Sunday, June 12, 2011

Beaches And Minds

Today I went to Alki beach. Sure was a nice place. Burnt my tongue on some fish and chips. Read a book on the beach. Got my feet wet with cold water. Got sand all over me. It was a really nice time. The weather was super nice.

At the beach I continued to read Roger Smith's Being Human. I"m finding it quite compelling. It is slow going, a difficult read. He is dealing with very large disciplinary divides and making a lot of sense. I am so interested in how the bulk of the references are historical. The book, in many ways, is a history of epistemological beliefs in the natural and human sciences. Really enjoying it.

It is really the perfect thing for me to be reading right now. Especially with this new writing that I'm going to be doing. I am pleased because I think that what I'm really doing is picking up on a line of thought that I first began developing in my essay on the 'genealogy of the modern mind'. In that essay I was trying to explain how theory of mind had to become a historically informed project. To speak of a mind in the abstract, without a context, is inadequate. Not that it isn't useful. In fact, the scientific and philosophical analysis of minds in the abstract, like Alvin Goldman's work, is essential. But I don't think that it goes far enough. It doesn't offer us a way of changing our minds, working with our minds. It just describes minds for the sake of description. I think that if this type of theory of mind would be of much greater practical use if it were augmented by historical knowledge.

Smith's work is taking significant steps in this direction. His analysis of the idea of 'reflexive knowledge' seems pretty important. The idea is that we cannot propound any knowledge of 'human nature' without augmenting the way that people behave in the real world. The study of humans as an object makes real changes in the constitution of humans as subjects. Knowledge of humans is reflexive, the process of studying us changes us.

At the end of my essay on the genealogy of the modern mind I concluded that the project would have to result in us actively working to transform ourselves. How to do this, however, was not clear to me. So my new essay on relationships will be addressing that issue. How to use historical study to augment theory of mind so as to make it useful in actively transforming people's minds and worlds.

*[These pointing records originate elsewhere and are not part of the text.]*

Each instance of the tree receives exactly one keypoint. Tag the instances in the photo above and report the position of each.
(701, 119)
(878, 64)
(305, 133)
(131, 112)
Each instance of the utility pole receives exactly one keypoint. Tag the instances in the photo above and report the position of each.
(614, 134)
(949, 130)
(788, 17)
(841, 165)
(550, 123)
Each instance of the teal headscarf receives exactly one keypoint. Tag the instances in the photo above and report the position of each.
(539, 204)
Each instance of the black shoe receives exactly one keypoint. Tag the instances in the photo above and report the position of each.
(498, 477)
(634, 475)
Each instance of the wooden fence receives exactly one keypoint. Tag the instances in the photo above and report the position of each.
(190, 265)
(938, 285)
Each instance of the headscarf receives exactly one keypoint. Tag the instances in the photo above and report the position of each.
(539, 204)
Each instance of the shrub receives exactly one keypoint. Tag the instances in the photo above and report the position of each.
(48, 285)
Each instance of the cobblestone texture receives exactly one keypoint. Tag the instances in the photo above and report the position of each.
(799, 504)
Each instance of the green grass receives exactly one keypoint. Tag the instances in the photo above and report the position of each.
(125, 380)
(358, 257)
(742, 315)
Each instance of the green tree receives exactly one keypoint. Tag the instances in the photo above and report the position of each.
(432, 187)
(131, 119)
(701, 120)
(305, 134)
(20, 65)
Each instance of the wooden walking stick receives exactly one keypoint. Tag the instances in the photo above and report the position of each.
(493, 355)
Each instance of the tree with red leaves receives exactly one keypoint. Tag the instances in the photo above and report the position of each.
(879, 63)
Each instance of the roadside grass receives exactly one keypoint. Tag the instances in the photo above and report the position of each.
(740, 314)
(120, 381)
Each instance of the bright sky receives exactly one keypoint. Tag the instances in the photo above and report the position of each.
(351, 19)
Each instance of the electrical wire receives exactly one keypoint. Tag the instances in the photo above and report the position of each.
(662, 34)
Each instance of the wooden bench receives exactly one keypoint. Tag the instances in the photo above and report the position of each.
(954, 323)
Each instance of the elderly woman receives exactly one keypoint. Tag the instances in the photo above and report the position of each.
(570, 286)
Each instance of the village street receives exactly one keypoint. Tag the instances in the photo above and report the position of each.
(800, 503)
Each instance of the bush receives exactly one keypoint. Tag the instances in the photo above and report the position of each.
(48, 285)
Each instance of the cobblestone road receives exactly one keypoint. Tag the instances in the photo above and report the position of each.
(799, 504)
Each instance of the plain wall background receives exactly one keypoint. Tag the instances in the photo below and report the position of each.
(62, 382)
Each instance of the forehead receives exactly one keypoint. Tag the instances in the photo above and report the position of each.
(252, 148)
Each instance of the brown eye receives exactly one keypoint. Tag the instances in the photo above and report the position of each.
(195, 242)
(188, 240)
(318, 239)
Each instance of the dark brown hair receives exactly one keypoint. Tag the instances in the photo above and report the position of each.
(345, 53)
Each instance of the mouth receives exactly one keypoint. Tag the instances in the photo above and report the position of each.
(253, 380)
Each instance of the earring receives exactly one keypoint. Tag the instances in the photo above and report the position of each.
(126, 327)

That is why the essay will move from the issue of minds, to the issue of habits, to the issue of mediums, to the solutions contained in a historically oriented theory of mind. What I'll be getting at is that we can't understand our own minds with a simple theory of mind. That we have to reckon with our minds at the level of habit. And that means we have to reckon with the question of the mediums that influence and create our habits. And to reckon with mediums is to reckon with culture, and thus to reckon with history.

I also think that the new essay in someways is about developing a philosophical defense of compassion. Because I believe that one of the implications of the historical approach to the mind is that we have to work a lot harder at compassion. I'm not sure how state this concisely right now. But it seems to be that if we begin thinking about the way our behavioral patterns are historically constituted, then we have to work harder to explain actions we find deplorable. It is what Collingwood calls absolute ethics: "The agent is now conscious of himself as absolute mind, and of every other agent, whether in agreement with himself or not, as coequal with himself. This means that he ceases to regard himself or his country or his party as in the right and everybody else in the wrong, but he regards all actions as manifestations of a will which is always and necessarily rational even when 'in the wrong', and therefore never wholly in the wrong. He thus sympathizes even with his opponents, and in proportion as he becomes truly rational he ceases to regard any one as an unmitigated opponent, but sees in every one a fellow-worker with himself in the cause of the good.... In absolute ethics the agent identifies himself with the entire world of fact, and in coming to understand this world prepares himself for the action appropriate to the unique situation" (304-5, my italics).

I look forward to finishing Smith's book. I also look forward to reading Elaine Scarry. I look forward to writing my new essay on relationships and history.